Como pode, Senhor, alguém nos roubar o Evangelho? O Evangelho não és tu? O Evangelho não é a tua Boa Nova? Santa Teresinha do Menino Jesus é exemplo para mim, para nós no sentido de buscar com toda profundidade as riquezas inesgotáveis do Evangelho, pois ela declara: “é acima de tudo o Evangelho que me ocupa durante as minhas orações; nele encontro tudo o que é necessário para a minha pobre alma. Descubro nele sempre novas luzes, sentidos escondidos e misteriosos” (in Catecismo da Igreja Católica n. 127). O Evangelho é vida. Vida sempre. Vida tua, Senhor, que venceste o mundo. Que o Evangelho não nos falte jamais e que sejamos capazes de sustentar a nossa fidelidade a ele. Amém.

 

Sexta advertência: Não deixemos que nos roubem o ideal do amor fraterno

         O papa Francisco é bem explícito: “Toda a experiência autêntica de verdade e de beleza procura, por si mesma, a expansão; e qualquer pessoa que viva uma libertação profunda adquire maior sensibilidade face às necessidades dos outros. E uma vez comunicado, o bem radica-se e se desenvolve. Por isso quem deseja viver com dignidade e em plenitude, não tem outro caminho senão reconhecer o outro e buscar o seu bem” (n.9).

         Nosso amor fraterno é uma extensão de nós para além de nós mesmos. Como diz o papa, é “primariamente uma atenção prestada ao outro “considerando-o um só consigo mesmo” (São Tomás de Aquino). E o papa continua: “Esta atenção amiga é o início de uma verdadeira preocupação pela sua pessoa e, a partir dela, desejo procurar efetivamente o seu bem. Isto implica apreciar o pobre na sua bondade própria, com o seu modo de ser, com a sua cultura, com a sua forma de viver a fé. O amor autêntico é sempre contemplativo, permitindo-nos servir o outro não por necessidade ou vaidade, mas porque ele é belo, independentemente de sua aparência: “Do amor, pelo qual uma pessoa é agradável à outra, depende que lhe dê algo de graça” (São Tomás). E o documento papal prossegue: “Quando amado, o pobre ´é estimado como de alto valor” (São Tomás), e isto diferencia a autêntica opção pelos pobres de qualquer ideologia, de qualquer tentativa de utilizar os pobres ao serviço de interesses pessoais ou políticos. Unicamente a partir desta proximidade real e cordial é que podemos acompanhá-los adequadamente no seu caminho de libertação. Só isto tornará possível que os pobres se sintam, em cada comunidade cristã, como ´em casa´. Não seria este estilo a maior e mais eficaz apresentação da boa nova do Reino?” (João Paulo II; Evangelii Gaudium n. 199).
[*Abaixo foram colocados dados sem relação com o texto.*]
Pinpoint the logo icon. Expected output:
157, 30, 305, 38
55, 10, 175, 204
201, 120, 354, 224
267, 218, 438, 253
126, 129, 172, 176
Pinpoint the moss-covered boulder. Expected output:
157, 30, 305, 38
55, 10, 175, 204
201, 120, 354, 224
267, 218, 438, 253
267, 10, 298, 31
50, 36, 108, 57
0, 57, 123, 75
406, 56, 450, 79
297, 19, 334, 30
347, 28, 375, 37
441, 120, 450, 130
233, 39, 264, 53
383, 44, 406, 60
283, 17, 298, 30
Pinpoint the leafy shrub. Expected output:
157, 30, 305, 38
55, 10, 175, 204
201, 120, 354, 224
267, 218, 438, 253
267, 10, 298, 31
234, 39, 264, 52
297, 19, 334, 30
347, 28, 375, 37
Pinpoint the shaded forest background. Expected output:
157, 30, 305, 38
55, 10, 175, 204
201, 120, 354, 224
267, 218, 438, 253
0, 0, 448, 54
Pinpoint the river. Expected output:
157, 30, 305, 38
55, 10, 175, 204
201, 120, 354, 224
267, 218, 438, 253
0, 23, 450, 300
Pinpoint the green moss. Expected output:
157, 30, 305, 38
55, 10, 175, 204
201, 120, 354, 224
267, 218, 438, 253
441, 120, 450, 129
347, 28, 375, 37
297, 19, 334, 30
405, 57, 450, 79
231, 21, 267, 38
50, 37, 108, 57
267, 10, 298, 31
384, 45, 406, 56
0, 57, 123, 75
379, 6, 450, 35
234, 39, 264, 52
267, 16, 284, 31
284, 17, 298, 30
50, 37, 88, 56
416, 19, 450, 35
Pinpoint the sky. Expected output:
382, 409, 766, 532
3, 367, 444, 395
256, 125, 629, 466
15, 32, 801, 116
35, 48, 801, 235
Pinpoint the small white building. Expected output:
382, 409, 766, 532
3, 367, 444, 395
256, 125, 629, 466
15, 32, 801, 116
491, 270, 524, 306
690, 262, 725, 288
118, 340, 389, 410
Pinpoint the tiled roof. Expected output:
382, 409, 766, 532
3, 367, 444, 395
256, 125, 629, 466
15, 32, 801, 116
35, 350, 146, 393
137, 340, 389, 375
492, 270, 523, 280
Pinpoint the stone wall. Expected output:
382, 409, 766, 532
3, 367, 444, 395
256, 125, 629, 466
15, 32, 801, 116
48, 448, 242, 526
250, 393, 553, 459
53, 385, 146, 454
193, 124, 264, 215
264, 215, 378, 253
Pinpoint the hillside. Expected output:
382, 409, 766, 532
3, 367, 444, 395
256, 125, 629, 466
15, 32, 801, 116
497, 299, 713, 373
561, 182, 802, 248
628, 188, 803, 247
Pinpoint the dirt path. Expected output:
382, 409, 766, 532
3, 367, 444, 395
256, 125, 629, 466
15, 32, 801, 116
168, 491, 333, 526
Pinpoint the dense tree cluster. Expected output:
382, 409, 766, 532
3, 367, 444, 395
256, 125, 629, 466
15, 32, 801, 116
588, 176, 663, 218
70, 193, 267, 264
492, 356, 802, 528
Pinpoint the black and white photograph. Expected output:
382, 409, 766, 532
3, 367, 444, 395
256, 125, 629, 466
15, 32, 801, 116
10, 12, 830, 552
         Em uma passagem um pouco mais à frente, Francisco vai dizer: “Cada vez que nos encontramos com um ser humano no amor, ficamos capazes de descobrir algo de novo sobre Deus”. “Cada vez que os nossos olhos se abrem para reconhecer o outro, ilumina-se mais a nossa fé para reconhecer a Deus. Em consequência disto, se queremos crescer na vida espiritual, não podemos renunciar a ser missionários. A tarefa da evangelização enriquece a mente e o coração, abre-nos horizontes espirituais, torna-nos mais sensíveis para reconhecer a ação do Espírito, faz-nos sair dos nossos esquemas espirituais limitados” (Evangelii Gaudium n. 272).

 

Senhor Jesus, “tu és o evangelizador por excelência e o Evangelho em pessoa”. Identificaste-te especialmente com os mais pequeninos. Assim recordas a nós cristãos e cristãs de que somos chamados a cuidar dos mais frágeis da Terra. Desse modo, ajuda-nos a ter boa percepção da realidade ao nosso redor, a ter sensibilidade diante das necessidades dos outros, a reconhecer o outro, a ter preocupação com o outro para que atinja seu bem almejado, principalmente, se esse se situar onde se situa a tua vontade, Jesus. Somos todos frágeis e limitados, mas se nos dermos as mãos teremos a tua força para avançare gozarmos de grande proximidade contigo.

 

Sétima advertência: Não deixemos que nos roubem a força missionária

         Existe o perigo de nos ser roubada a força missionária, mas diante dessa tentação,Deus nos dá os meios para sairmos dela vitoriosos (cf. 1Cor 10,13). Paulo confessa que o Senhor lhe disse: “Para você basta a minha graça, pois é na fraqueza que a força manifesta todo o seu poder” (2Cor 12,9). Em vista disso, Paulo acrescenta: “Por isso eu me alegro nas fraquezas, humilhações, necessidades, perseguições e angústias, por causa de Cristo, pois quando sou fraco, então é que sou forte” (2Cor 12,10).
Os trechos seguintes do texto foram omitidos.